Workshops

Apogee staff and affiliates are committed to the power of merging literature and social justice, not only in our journal but also in classrooms, writing groups, and community centers. Our outreach covers a variety of subjects from identity politics and direct action to craft-focused workshops. We are excited to participate in and collaborate with organizations creating space for underrepresented artists and writers. Please find our list of current and past programming below. For queries regarding workshop and project proposals, email alexandra@apogeejournal.org.

Writing Resistance 3.0 (2019)
New York Writers Coalition
Fort Greene, Brooklyn

Apogee contributors and community members will lead one digital and eight in-person craft-based writing and editing workshops in at the New York Writers Coalition in Brooklyn, New York.
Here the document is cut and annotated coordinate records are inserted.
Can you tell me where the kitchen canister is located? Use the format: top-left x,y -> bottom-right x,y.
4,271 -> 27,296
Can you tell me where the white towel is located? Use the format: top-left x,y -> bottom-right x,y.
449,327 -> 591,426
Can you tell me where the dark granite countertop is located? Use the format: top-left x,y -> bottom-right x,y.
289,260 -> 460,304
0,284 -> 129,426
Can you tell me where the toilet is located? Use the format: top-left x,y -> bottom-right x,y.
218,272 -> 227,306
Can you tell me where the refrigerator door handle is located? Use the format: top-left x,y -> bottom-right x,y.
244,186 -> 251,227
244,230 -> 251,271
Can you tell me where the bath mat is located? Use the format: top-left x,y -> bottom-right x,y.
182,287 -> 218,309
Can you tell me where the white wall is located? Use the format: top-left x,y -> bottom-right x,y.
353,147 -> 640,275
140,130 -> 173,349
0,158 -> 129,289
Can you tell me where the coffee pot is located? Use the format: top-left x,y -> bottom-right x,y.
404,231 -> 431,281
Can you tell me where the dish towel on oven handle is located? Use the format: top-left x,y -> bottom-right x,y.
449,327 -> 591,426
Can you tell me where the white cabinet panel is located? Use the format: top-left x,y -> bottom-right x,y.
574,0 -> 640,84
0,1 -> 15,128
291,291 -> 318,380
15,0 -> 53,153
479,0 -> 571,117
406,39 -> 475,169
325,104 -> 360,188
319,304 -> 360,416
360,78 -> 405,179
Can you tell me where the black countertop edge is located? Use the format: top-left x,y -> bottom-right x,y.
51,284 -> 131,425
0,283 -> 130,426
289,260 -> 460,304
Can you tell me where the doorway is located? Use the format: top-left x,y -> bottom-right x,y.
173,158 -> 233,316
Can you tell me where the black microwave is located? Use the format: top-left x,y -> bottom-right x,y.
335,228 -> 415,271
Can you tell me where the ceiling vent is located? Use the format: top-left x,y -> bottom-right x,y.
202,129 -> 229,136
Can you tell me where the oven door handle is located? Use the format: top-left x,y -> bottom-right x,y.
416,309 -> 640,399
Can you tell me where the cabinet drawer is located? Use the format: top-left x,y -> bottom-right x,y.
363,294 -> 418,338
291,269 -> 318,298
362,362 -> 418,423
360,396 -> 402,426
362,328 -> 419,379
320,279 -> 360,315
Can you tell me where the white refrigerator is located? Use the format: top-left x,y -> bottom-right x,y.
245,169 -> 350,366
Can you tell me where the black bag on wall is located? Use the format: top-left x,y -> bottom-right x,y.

True to our mission of creating accessible and socially-engaged programming, these workshops are affordable, inclusive, and attentive to the ways identity informs reading and writing practices.

Writing in the Margins Workshop
New York Writers Coalition
Fort Greene, Brooklyn

An eight-week activism workshop series hosted by Apogee Journal and NY Writers Coalition to explore the politics of identity and social justice in, and through, creative writing. The first workshop took place from April 2 – May 21, 2015. Each session encompassed both critical discussion and writing. The critical discussion addressed a variety of topics including race, gender, intersectionality, privilege, and allyship. The creative writing component encompassed a NYWC-style workshop in which writers responded to writing prompts during a sustained, reflective writing time, followed by non-obligatory sharing and responses to the work read. Guest poets, writers, and activists visited throughout the eight weeks, and it concluded with a reading of participants’ work at Verso Books.

Apogee Writing & Activism Workshop Series is sponsored, in part, by the Greater New York Arts Development Fund of the New York City Department of Cultural Affairs, administered by Brooklyn Arts Council (BAC).

“Becoming socially responsible writers”
Hudson Valley Writers Center
Sleepy Hollow, NY

Recent events have shown us that we are still a long way from achieving equal rights for all people in America. Many of us want to write “politically”–for example, write work that responds to the recent events surrounding police brutality in Baltimore, Ferguson, Missouri, or Staten Island, New York–or injustices that are occurring in the fields of women’s rights, healthcare and migration. How can we as writers approach political subjects that we might not have first-hand experience in? How can we develop the language and tools to identify power structures, abuses of privilege, and “blind spots” in our writing and the writing we read? “Becoming socially responsible writers” is a workshop led by the editors of Apogee Journal, a literary-activist journal that works to highlight voices marginalized from mainstream literature. This workshop will have both critical discussion elements and writing exercises, involving a reading of literary texts followed by directed, critical discussion on ways to dissect topics like race, gender, class, and sexuality in literature, and written exercises exploring these subjects through narrative, voice, point of view, and topic choice. The workshop, in keeping with the Writers Center’s mission, will be open to writers and readers at all levels.

The Hudson Valley Writers’ Center, Inc. is a not-for-profit corporation founded in 1988 with a mission to advance the art and craft of writing by encouraging writers and readers at all levels to participate in and enjoy the literary arts. For more, visit https://writerscenter.org/.

“Everything I Couldn’t Say: Poetry & Prose From GUMBO”
January – May 2015
Benjamin Banneker Academy
Brooklyn, NY

This collection of poetry, prose and visual art is the battle cry of Great United Minds Believing in Ourselves (GUMBO), NY Writers Coalition’s after-school workshop for teens at Benjamin Banneker Academy in Clinton Hill, Brooklyn. Apogee staff taught publishing principles to the group of young writers, assisted in editing and production of the printed volume that was celebrated by a release party. The GUMBO Writing Group was made possible by the Cultural After School Adventures Initiative (CASA), supported, in part, by public funds from the New York City Department of Cultural Affairs in partnership with the City Council.

“Writing and Activism: How can we be good allies?”
November 1, 2014
New York Writers Coalition
Fort Greene, Brooklyn

A workshop at the NY Writers Coalition’s annual Write-a-Thon, New York City’s most popular marathon writing event. The workshop was an informal critical discussion addressing privilege, hierarchy, and the social power dynamics we encounter in published writing we read, the work we write ourselves, and the unpublished work we encounter in workshop environments. The session consisted of a short reading of texts, a writing exercise, and a directed discussion on the role of allies in literature.